Over the five years ending in 2014, more than 450 environmentalists world-wide were killed, according to the international watchdog group, Global Witness. Disputes over industrial logging, mining and land rights most often prompt the deaths.

The panel at the Forest and Climate event. Photo from Ford Foundation
The panel at the Forest and Climate event. Photo from Ford Foundation

Diana Rios, an Indigenous Asheninka activist from the Amazon village of Saweto, Peru, knows of the violence first-hand. Her father, activist Edwin Chota and two other community members died at the hands of illegal loggers in 2014.

Through a Spanish translator she delivered an impassioned speech to the panel audience, saying the death of her father did not defeat her.

“This strengthens me to keep on going, as an Indigenous woman, as Indigenous people, I’m here to face this because this is my duty. This is my home,” she said to loud applause.

In 2015, Rios’ community received title to more than 80,000 hectares of forest, but in the face of ongoing intimidation and threats from illegal loggers, she continues to fight for its protection.

Film star Alec Baldwin drew a laugh when he prefaced his talk with the comment: “Regardless of the outcome of the election, I say Diana Rios for Secretary of the Interior.”

More seriously, Baldwin told the crowd that the tropical rain forests are essential. “If we keep chopping down the tropical forests at the rate we’re doing now, we’re lost.”

Baldwin said it’s necessary to invest in and empower the people protecting the forests.
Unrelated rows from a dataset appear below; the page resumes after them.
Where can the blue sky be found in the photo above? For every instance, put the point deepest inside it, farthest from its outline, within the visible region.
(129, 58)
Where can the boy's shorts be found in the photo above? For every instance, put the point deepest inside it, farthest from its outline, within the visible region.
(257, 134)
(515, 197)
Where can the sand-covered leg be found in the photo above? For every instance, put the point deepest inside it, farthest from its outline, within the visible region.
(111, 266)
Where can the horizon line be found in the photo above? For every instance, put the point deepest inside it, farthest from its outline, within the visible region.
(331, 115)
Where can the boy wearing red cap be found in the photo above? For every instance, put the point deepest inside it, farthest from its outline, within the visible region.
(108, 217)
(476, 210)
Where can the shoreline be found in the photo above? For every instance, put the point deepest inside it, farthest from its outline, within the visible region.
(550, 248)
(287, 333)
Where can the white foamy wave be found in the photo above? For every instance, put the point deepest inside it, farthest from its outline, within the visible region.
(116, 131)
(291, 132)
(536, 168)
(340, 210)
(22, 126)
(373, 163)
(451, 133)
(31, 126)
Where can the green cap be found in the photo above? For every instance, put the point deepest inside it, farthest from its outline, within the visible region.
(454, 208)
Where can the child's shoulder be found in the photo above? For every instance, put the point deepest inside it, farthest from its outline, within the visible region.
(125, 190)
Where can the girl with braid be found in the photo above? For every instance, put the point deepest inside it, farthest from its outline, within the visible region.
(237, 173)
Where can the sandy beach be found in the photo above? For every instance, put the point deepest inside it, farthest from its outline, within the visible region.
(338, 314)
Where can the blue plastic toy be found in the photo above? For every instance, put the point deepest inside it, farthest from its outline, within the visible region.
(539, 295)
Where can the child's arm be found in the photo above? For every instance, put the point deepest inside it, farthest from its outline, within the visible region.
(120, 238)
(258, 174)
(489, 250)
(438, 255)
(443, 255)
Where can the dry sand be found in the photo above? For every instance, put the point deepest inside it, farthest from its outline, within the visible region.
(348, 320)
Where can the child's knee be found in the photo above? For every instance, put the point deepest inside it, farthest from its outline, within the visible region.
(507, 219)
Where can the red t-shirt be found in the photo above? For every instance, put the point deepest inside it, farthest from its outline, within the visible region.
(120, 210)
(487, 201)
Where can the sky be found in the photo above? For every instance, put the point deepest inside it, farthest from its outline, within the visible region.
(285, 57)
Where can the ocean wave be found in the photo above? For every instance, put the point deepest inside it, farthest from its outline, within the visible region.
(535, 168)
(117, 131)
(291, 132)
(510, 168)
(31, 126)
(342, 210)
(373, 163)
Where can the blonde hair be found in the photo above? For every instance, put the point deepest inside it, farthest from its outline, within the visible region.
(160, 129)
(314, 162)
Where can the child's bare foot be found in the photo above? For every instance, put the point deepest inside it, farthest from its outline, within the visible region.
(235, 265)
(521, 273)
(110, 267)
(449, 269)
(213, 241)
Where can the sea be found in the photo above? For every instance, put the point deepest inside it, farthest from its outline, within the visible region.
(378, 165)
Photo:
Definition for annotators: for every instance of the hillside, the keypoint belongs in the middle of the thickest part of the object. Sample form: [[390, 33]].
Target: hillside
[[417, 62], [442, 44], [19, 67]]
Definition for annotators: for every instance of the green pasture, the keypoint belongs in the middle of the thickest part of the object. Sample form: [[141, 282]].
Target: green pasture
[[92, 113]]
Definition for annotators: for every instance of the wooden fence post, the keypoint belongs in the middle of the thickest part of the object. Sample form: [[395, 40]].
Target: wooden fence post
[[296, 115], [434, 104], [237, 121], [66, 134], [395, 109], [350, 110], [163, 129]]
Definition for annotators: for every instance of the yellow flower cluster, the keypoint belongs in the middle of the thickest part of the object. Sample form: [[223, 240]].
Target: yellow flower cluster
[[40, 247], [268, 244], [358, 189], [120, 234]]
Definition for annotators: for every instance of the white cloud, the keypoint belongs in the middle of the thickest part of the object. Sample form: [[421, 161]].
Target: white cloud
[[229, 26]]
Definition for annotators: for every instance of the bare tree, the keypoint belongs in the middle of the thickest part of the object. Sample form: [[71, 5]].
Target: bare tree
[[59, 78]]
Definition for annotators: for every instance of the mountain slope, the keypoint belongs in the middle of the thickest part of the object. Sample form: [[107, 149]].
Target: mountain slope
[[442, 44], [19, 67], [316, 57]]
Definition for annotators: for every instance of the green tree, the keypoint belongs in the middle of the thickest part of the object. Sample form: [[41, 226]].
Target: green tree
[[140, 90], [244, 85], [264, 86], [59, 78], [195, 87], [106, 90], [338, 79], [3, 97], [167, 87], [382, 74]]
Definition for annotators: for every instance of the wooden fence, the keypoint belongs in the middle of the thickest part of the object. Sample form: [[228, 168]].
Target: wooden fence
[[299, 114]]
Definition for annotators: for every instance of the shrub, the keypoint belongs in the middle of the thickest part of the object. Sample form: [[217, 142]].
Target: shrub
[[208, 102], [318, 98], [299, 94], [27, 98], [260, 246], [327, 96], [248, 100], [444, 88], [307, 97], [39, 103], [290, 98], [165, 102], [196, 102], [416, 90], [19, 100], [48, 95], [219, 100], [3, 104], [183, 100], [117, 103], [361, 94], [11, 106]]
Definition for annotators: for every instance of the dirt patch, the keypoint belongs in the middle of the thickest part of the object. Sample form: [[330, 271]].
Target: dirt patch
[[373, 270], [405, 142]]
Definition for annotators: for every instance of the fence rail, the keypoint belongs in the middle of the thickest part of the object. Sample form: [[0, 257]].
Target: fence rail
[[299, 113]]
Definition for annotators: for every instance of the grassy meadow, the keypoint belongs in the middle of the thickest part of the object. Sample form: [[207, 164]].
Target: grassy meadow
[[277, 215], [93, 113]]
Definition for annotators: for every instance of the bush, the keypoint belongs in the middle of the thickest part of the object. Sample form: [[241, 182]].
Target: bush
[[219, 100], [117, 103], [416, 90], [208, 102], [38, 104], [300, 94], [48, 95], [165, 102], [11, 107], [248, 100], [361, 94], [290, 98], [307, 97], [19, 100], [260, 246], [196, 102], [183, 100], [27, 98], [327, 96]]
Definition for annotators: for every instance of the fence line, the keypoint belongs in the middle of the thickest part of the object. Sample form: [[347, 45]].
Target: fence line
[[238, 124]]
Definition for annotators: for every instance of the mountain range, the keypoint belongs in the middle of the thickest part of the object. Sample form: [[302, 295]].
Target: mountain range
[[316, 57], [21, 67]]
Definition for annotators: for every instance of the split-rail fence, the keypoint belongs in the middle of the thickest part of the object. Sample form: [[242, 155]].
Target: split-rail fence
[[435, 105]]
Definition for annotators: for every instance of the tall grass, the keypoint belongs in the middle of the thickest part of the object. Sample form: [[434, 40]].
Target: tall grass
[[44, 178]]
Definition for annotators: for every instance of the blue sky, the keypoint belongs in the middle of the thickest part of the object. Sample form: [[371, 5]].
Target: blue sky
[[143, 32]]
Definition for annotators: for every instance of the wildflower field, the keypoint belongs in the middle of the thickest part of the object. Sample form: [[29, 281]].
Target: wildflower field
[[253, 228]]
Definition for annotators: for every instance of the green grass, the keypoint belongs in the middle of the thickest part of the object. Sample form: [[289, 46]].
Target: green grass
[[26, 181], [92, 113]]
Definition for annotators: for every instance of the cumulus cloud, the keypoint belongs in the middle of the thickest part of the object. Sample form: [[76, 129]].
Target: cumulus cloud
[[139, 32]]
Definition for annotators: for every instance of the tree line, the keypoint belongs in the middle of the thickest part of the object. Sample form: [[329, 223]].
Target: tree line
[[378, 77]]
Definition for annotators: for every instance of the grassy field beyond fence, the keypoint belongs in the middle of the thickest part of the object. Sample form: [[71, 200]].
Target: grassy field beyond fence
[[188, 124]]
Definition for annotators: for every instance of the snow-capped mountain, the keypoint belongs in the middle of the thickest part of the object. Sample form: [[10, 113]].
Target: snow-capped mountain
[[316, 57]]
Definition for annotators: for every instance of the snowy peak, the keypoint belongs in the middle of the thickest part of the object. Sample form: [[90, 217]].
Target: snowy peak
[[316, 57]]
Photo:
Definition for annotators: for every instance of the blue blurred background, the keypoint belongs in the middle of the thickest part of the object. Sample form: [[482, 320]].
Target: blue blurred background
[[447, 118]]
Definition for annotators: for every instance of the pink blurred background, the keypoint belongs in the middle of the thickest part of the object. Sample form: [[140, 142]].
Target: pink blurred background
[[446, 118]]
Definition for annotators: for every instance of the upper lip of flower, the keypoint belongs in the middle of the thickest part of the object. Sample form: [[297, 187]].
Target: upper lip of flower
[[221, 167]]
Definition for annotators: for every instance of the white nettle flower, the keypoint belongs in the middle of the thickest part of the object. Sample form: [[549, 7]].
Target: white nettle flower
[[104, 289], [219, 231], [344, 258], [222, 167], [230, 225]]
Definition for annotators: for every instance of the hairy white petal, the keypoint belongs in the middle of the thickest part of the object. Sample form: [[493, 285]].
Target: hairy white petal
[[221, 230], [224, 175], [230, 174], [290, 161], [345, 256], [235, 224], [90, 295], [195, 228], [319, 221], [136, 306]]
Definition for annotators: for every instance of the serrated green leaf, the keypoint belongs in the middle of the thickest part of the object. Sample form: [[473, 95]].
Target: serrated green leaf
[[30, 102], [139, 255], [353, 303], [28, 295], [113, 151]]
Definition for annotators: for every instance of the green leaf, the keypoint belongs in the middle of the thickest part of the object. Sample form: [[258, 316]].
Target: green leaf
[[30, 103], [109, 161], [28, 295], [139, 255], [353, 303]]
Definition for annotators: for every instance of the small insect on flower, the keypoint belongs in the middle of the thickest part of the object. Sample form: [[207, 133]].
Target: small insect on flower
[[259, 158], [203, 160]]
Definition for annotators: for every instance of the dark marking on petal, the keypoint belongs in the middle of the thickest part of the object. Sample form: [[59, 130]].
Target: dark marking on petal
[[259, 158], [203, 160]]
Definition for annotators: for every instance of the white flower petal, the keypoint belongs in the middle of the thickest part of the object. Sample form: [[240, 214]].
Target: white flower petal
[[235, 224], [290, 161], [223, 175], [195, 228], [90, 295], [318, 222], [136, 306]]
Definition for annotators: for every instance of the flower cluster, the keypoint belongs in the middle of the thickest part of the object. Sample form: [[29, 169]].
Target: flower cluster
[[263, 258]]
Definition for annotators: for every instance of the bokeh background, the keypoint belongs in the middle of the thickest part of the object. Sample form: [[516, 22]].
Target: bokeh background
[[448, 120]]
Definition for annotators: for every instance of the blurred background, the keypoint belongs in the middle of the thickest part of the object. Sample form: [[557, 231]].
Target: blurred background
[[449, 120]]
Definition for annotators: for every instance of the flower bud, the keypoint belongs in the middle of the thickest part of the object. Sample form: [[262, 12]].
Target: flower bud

The actor said it’s imperative that the world leaders who will sign the Paris Accord on Friday do not ignore those issues.

“The absence of local land rights to forests is undermining your efforts to curb poverty, hunger, in addition to climate change. If we are serious about fighting climate change, we need to be serious about empowering the people who are protecting the world’s forests.”

Equator Prize 2015 video on protecting forests. Source: Vimeo

The panel coincided with new research from the Woods Hole Research Centre that says properly managed tropical forests will provide 10 to 15 additional years to end the use of fossil fuels while keeping global warming under two degrees Celsius.

Besides their potential to store large quantities of carbon, the benefits of tropical forests include a positive impact on local and regional climates and help regulate local temperatures and rainfall.

The report said that stopping tropical deforestation and removing carbon from the atmosphere are not a complete solution for climate change, but they should be an important part of the equation.

"It is clear that it will be impossible to limit global warming to 2ºC at this point if we try to do it entirely by reducing fossil fuel use," Dr. Phillip Duffy, the president and executive director of the independent Woods Hole Research Centre, said in a statement.

"We will have to stop emissions from land use and remove large amounts of CO2 from the atmosphere. Proper management of tropical forests-stopping their destruction and reforesting previously cleared areas can do that,” Duffy said.

“At present there is no other way to remove as much CO2 from the atmosphere, at any price."

Media asked the panel what would happen if all the forests were removed.

“Forests act like the lungs of the planet,” Helen Clark, chair of the United Nations Development Group, said in answer to the question. “If we don’t have lungs, would we breathe?”

Frances Seymour, a senior fellow at the Centre for Global Development in Washington, D.C., was even more explicit about the role of forests.

Recent science is showing that forests are important in regulating weather patterns at continental and even cross-continental scale, Seymour said. If all the forested areas were logged, rainfall patterns across continental areas would be disrupted, which would “undermine the productivity of agriculture on a vast scale.”

Seymour pointed out that one of the consequences of climate change is more frequent and severe weather events, including droughts, floods and forest fires. She said intact natural forests provide protection against those types of events.